Public retirees won — eventually. But Idahoans will lose because of the state's fight over health care reform.
Those are two highlights from AARP Idaho's list of winners and losers from the just-completed 2010 legislative session.
Here's the AARP rundown:
Idaho State Retirees: A cost of living adjustment in tight times for the elderly. After a hotly contested debate over the modest COLA, Senator John Andreason refused to give House Concurrent Resolution 42 a hearing, effectively delivering the increase to 38,000 state retirees. The resolution, introduced by Rep. Dennis Lake, marked the first time in Idaho history the legislature challenged a recommendation by the Public Employee Retirement System of Idaho (PERSI) board.
Grandparents: First in line to care for a child removed from their parent’s care. House Bill 610, introduced by Rep. Sharon Block, places grandparents at the top of the list for consideration as foster parents when children have been removed from their parent’s homes, expedites the process, and gives grandparents better legal standing to obtain custody. Signed into law.
Older Drivers: Family is focus of older driver issues. When a doctor thinks a patient should no longer be driving, they can contact the Idaho Dept. of Transportation and recommend their license be revoked. Senate Bill 1397 now puts patients first, helping them and their families have a conversation with the physician about the concerns and options before any action. The bill passed the Senate, did not get a hearing in the House, but is expected to be taken up and passed next legislative session.
Older voters: No I.D., no problem. House Bill 496, introduced by Rep. Mike Moyle, would require all voters to show photo I.D. before casting their ballot – the bill was revamped from last year to address the concerns of older voters, and now allows anyone without a photo I.D. to sign an affidavit. Passed both the Senate and House, sent to Governor.
Idahoans struggling with high health care costs: A roadblock to relief when Idahoans need solutions. The Idaho Health Freedom Act (House Bill 391), introduced by Rep. Jim Clark, spends $100,000 or more on a lawsuit against the federal government that stands little chance of success, and could cost Idaho its federal health care matching funds of $1.6 billion, while keeping Idahoans from benefiting from measures that provide affordable access to health insurance and closes the Medicare Part D prescription drug “doughnut hole.” Signed into law, bad policy could deliver bad news.

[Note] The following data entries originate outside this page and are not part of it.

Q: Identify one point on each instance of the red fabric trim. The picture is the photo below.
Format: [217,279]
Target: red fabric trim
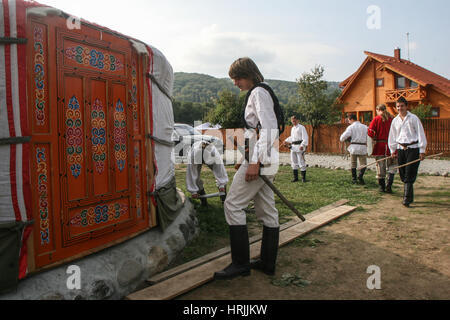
[23,258]
[9,107]
[149,89]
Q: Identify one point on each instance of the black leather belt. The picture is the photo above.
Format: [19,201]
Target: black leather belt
[359,143]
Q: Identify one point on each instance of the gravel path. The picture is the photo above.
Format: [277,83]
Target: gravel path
[428,166]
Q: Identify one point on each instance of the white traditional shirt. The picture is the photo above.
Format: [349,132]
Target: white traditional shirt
[260,109]
[405,131]
[298,133]
[212,158]
[358,133]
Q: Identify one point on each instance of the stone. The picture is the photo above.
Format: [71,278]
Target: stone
[158,260]
[129,272]
[175,243]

Living wills, advance directives, or other end of life instructions: Learn someone else’s conscience on your deathbed. The ill-conceived Freedom of Conscience bill (Senate Bill 1353), introduced by Senator Chuck Winder, will allow all health care professionals (from doctors to dieticians); to refuse to provide any “end of life care and treatment” that violates their “conscience.” That means living wills, advance directives, or any other end of life instructions can be ignored. Despite thousands of AARP members and the public voicing strong opposition to the inclusion of the language in the bill, the bill became law.

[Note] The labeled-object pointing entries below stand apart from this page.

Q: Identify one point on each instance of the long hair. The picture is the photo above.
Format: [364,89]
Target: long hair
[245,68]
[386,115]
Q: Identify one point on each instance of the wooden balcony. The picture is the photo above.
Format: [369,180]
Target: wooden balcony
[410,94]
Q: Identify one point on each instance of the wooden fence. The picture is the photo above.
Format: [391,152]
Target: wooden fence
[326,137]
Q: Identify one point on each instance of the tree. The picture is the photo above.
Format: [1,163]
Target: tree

Children, families & the elderly: Idaho’s Medicaid safety net grows weaker with proposed cuts. As more Idahoans are forced to turn to Medicaid for health care services, $22 million in cuts (over $100 million coupled with the federal matching funds) will mean services and access get scaled back. While more cuts to health care providers who deliver critical home and community based services could prematurely force some older Idahoans into costly nursing homes.